How the Fire Station mural immortalises M'boro's history
IF we don't remember our history, we'll end up losing it.
That's the main message Lex Casperson took away from seeing the new mural at the Maryborough Fire Station, which was revealed to the public last week.
The artwork depicts the struggle of Lex's then 12-year-old uncle, Lexie, and his dog Foxie saving their family from a house fire that broke out in 1927. Lexie was awarded a medal for bravery that same year.
But Mr Casperson reckons his uncle wouldn't want to see it up there.
"He was a humble man, and wouldn't want the fame or fortune," Mr Casperson said.
"But we are very proud, to see him immortalised like that."
Seeing the local history immortalised in such a way has Mr Casperson concerned that many people won't be able to remember it.
"It's very important the mural project does this... we're losing our history, and it could be gone if we don't preserve it."

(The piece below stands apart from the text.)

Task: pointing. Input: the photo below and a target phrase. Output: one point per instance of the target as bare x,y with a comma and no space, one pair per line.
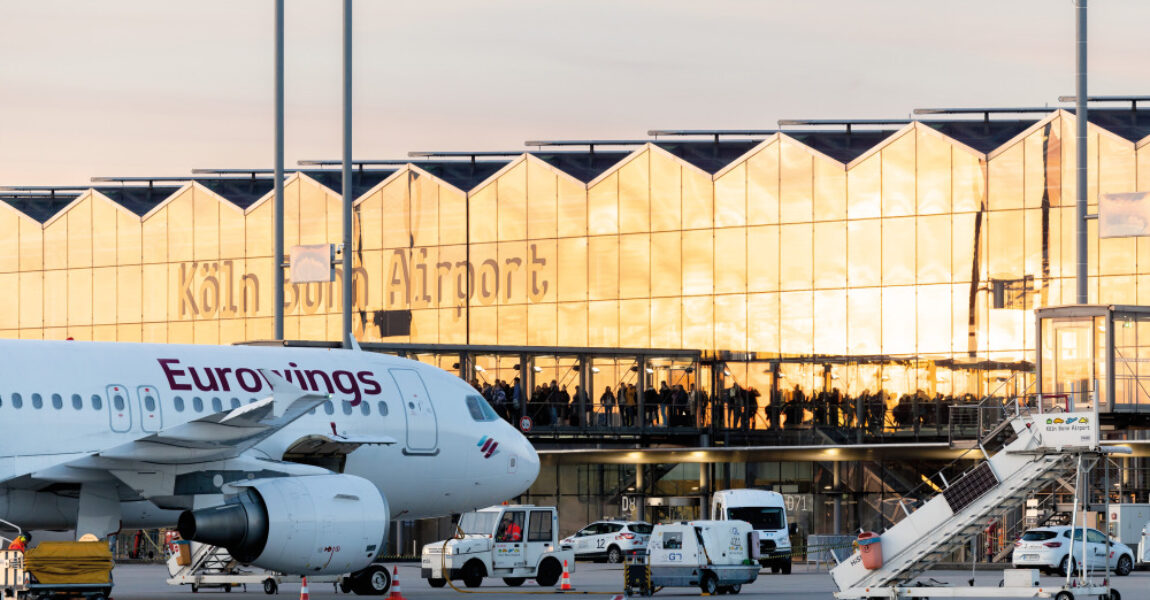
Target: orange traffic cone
565,582
396,594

Maryborough Mural Project co-founder Elizabeth Lowrie said the fire station's artwork was particularly significant, given its status as an "iconic story of Maryborough."
"This project draws out human stories - Lexie went in to save his siblings, and they all ended up living a good life," she said.
"The descendants are still in Maryborough today, so it's something that holds a lot of weight."
The installation is the 11th mural to be erected in Maryborough, with the group looking to get 20 placed across town.